Kinda convoluted, but it works.
…or just pronounce it like a normal English “r”. No one’s gonna misunderstand it or anything.
Pronunciation also depends on regional accents. Remember the Nagano Olympics? How Nagano was pronounced (where the stress was) depended on which Prefecture the speaker lived.
I can’t speak more than a few words of Japanese but I thought there was no stressing of any syllables in Japanese other than when marked with a “stress mark”.
I’ve always used the name “Katy” or the word “kitty”, which in my dialect contain the alveolar tap/flap naturally. Though as always using words is unreliable since it depends on the person’s accent.
There’s also some pseudo-stressing because Japanese is a tonal language. Yes, Japanese is tonal, it* actually has some really weird rules for tonality (for instance, if I recall correctly, the pitch can’t fall after it raises within the same word). It’s not as heavily or obviously tonal as, say, Chinese though (and I understand that most Japanese people don’t consciously notice that it’s tonal). And yes, I have a cite, but unfortunately it’s not web accessible (without a subscription at least), try to find the Illustrations of the IPA: Japanese article if you have access to the IPA Journal, I think it was published around 1992 or so – it has some examples of tonal minimal pairs.
And by “it” I mean boring academic modern Tokyo dialect. Your dialect may differ.
Use the wrong intonation in Chinese and you may get a completely different word. Use the wrong intonation in Japanese and you just sound like a funny foreigner. Err… sound more like a funny foreigner.
There is some rule of stress. Meaning of words differ by the intonation. For example, hashi can mean either bridge or chopsticks- ha/SHI for bridge and HA/shi for chopsticks. There are a lot of words like this. What makes it even more complicated is that the Tokyo and Kyoto dialects are flipped, so in Tokyo ha/SHI is bridge but in Kyoto ha/SHI is chopsticks. :smack:
I like to think of it equivalent to how we differentiate with intonation with words such as Polish/polish and produce the papers/she bought produce. Not exactly the same, but similar to that affect.

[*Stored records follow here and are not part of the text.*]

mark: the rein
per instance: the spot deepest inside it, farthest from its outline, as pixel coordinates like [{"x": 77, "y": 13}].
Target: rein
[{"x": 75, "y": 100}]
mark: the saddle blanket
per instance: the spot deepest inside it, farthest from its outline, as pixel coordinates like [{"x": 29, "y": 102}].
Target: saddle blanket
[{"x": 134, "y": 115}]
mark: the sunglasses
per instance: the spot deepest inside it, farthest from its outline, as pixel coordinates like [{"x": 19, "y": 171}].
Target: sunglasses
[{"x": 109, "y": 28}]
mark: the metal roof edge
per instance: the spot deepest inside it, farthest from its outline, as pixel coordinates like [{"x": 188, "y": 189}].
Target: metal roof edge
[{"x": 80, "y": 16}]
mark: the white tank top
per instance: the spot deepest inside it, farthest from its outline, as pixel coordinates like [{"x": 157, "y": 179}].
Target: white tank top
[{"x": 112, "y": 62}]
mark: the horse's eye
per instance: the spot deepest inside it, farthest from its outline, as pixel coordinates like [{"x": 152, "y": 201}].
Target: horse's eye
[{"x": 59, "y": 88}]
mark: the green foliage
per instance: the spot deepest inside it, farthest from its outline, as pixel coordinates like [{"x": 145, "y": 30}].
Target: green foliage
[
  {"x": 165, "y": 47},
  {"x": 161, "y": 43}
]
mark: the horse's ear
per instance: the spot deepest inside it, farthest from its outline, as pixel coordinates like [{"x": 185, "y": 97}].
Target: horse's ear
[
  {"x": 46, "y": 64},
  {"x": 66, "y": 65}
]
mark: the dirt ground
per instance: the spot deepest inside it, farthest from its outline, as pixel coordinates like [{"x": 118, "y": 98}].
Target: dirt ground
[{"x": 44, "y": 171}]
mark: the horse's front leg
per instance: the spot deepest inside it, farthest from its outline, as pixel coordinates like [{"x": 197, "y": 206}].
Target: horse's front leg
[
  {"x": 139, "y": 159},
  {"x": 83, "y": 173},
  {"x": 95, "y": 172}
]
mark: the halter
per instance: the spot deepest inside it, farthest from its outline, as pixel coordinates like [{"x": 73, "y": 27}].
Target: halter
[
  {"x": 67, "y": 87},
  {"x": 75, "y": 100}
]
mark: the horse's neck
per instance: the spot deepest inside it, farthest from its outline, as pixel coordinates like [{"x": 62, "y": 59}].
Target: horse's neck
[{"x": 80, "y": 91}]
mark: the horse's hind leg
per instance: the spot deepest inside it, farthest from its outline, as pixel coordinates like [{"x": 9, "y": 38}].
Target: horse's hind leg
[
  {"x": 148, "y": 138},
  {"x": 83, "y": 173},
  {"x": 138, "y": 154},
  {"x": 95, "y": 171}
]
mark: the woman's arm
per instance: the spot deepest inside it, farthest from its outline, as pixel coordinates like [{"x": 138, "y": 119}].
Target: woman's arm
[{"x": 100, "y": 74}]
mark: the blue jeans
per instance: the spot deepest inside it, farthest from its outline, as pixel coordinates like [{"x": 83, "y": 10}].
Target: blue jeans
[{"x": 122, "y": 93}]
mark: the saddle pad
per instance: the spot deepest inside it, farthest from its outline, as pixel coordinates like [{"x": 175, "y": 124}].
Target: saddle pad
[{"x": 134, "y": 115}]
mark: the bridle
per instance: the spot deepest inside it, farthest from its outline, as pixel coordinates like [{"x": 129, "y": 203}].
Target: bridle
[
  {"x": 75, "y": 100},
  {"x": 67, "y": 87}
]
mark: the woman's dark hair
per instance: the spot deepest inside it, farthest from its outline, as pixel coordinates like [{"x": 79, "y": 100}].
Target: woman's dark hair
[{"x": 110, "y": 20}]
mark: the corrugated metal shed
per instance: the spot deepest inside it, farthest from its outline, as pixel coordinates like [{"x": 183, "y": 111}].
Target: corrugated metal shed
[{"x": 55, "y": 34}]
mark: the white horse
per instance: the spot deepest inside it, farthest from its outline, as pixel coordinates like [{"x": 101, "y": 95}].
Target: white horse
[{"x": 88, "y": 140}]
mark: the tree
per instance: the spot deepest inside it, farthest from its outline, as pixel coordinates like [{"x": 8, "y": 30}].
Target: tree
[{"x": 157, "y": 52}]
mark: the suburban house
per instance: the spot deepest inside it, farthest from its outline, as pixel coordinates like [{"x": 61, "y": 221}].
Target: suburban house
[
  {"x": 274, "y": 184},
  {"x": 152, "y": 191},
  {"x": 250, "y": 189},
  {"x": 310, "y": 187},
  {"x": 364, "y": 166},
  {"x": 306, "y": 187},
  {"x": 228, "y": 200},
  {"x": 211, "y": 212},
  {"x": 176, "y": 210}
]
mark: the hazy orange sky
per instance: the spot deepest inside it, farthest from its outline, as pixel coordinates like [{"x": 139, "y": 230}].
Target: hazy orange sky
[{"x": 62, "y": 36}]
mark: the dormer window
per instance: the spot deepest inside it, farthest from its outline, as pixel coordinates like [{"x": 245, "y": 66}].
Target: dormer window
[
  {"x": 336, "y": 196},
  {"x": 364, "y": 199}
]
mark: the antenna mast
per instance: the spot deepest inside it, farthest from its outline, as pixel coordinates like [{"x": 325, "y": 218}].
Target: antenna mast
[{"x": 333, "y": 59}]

There are some other things about intonation like not sounding so foreign when talking. When I lived there for a year one teacher tried to teach us with long words, waving his hand up and down to show where the higher intonations should be, but I never saw a pattern to the madness and as a result never really understood it.
It means lips close together, almost touching, leaving a smaller space for the sound to get out. The “compression” is relative to their more relaxed position for /u/ in other languages.
All my life I’ve been telling people that it’s similar to a Spanish rolled r. Is this not a close approximation? Mind you, I’ve always had a problem pronouncing both.